A Guide to Energy Performance Certificates
24 February 2014 |Advice & Guidance
When it comes to selling your home, there’s a long list of things to remember and organise, one of which is an Energy Performance Certificate (EPC). These documents are needed whenever a property is built, sold or rented and one must be ordered for potential buyers and tenants before you market the property to sell or rent. It’s important that you obtain one within 28 days of putting your property on the market and you can market your home as soon as you’ve ordered an EPC – even before the assessment is carried out. You can be fined if you don’t get an EPC when you need it.
Once you have your EPC, it’s valid for 10 years and contains information about a property’s energy use and typical energy costs. It also includes recommendations about how to reduce energy use and save money. Ratings are from A (which is the most efficient) to G (least efficient). The average score for houses in the UK is in band D or E for both the energy efficiency of the dwellings and the impact the home has on the environment. However with energy saving improvements, many can be refurbished to band C or higher.

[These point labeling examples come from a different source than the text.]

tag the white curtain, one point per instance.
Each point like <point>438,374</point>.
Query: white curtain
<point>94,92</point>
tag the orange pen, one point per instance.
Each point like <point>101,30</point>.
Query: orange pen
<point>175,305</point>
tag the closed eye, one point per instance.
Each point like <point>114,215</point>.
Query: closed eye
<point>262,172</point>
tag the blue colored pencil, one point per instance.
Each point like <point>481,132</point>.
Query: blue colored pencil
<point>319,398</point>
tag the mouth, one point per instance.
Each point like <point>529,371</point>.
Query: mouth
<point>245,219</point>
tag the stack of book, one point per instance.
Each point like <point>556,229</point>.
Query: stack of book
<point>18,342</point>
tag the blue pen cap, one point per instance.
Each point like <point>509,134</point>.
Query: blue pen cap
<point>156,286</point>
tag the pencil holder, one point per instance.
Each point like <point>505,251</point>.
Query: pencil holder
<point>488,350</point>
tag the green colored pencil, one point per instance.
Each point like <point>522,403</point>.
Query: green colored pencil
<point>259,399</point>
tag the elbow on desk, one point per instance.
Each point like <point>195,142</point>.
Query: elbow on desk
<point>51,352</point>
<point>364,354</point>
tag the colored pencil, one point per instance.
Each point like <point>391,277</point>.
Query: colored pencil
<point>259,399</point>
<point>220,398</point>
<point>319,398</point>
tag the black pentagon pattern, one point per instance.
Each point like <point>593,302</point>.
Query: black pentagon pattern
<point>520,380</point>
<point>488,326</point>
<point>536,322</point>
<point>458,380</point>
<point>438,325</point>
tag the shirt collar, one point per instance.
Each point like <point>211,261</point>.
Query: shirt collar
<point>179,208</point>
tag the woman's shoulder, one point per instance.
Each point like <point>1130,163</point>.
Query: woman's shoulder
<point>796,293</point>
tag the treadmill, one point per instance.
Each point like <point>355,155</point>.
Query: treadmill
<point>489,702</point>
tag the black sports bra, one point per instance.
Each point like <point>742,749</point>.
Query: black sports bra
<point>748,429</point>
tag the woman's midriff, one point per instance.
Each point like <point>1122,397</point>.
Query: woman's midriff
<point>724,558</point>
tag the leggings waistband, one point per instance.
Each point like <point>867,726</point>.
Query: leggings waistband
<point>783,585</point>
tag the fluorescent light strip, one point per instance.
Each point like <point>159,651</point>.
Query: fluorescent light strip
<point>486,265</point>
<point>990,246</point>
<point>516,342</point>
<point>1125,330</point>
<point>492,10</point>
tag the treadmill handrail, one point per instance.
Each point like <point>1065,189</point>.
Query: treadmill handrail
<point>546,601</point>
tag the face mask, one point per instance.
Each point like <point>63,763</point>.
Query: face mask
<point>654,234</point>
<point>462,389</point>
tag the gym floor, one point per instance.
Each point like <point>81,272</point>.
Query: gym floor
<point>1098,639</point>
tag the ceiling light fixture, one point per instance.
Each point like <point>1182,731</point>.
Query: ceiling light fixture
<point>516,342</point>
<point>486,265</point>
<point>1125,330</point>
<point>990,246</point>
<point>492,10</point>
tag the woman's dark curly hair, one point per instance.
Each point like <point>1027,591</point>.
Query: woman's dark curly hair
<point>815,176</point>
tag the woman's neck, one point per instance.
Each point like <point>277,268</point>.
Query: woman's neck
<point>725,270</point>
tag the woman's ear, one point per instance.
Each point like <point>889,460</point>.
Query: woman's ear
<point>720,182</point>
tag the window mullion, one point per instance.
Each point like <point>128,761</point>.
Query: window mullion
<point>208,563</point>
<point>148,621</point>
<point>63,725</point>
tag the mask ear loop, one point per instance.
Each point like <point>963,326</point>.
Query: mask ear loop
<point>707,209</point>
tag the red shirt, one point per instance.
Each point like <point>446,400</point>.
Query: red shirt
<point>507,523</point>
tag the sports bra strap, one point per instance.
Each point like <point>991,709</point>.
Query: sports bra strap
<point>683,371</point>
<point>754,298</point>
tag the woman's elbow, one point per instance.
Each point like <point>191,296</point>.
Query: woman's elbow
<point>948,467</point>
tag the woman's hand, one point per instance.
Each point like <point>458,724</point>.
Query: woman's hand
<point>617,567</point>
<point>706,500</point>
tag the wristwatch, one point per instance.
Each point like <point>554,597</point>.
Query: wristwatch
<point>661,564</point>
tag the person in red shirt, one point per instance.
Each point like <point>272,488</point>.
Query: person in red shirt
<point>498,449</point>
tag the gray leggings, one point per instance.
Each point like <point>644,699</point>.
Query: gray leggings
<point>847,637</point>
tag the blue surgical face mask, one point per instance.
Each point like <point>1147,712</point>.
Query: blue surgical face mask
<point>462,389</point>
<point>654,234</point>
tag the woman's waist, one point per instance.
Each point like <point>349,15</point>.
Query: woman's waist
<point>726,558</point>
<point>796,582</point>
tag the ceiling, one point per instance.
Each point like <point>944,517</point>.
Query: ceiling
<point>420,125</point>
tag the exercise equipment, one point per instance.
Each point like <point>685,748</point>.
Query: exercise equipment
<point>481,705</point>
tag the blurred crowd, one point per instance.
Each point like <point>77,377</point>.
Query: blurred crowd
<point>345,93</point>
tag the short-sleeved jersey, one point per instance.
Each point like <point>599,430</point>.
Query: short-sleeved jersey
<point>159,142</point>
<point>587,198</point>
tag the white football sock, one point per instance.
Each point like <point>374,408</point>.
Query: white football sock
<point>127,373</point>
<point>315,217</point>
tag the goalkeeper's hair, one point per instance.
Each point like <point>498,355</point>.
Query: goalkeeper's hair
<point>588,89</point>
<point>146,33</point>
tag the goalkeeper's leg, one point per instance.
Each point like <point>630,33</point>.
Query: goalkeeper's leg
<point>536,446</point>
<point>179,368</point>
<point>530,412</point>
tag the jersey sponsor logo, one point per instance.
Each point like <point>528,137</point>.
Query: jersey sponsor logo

An EPC can cost between £60 to £120 and need to be carried out by an accredited assessor. They will assess the property and produce a certificate which you can then display or present to potential buyers or clients. It is generally cheaper to go direct to an EPC provider rather than estate agent, but shop around and get quotes.
EPCs are available to view online unless a home owner opts out and it is possible to access the EPCs of other properties in the area and compare yours with similar homes. Alternatively, you could look at the energy efficiency of potential homes you are interested in buying or ones like them.
EPCs were first introduced in 2007 as part of home information packs for home sellers. While HIPs were scrapped in 2010, it is still a requirement to provide an EPC. Some places are except from requiring an EPC however such as places of worship, holiday accommodation and residential buildings which are used less than four months a year, industrial sites and workshops, buildings to be demolished, buildings intended to be used less than two years, stand-alone buildings with less than 50 square metres of useful floor space and listed buildings.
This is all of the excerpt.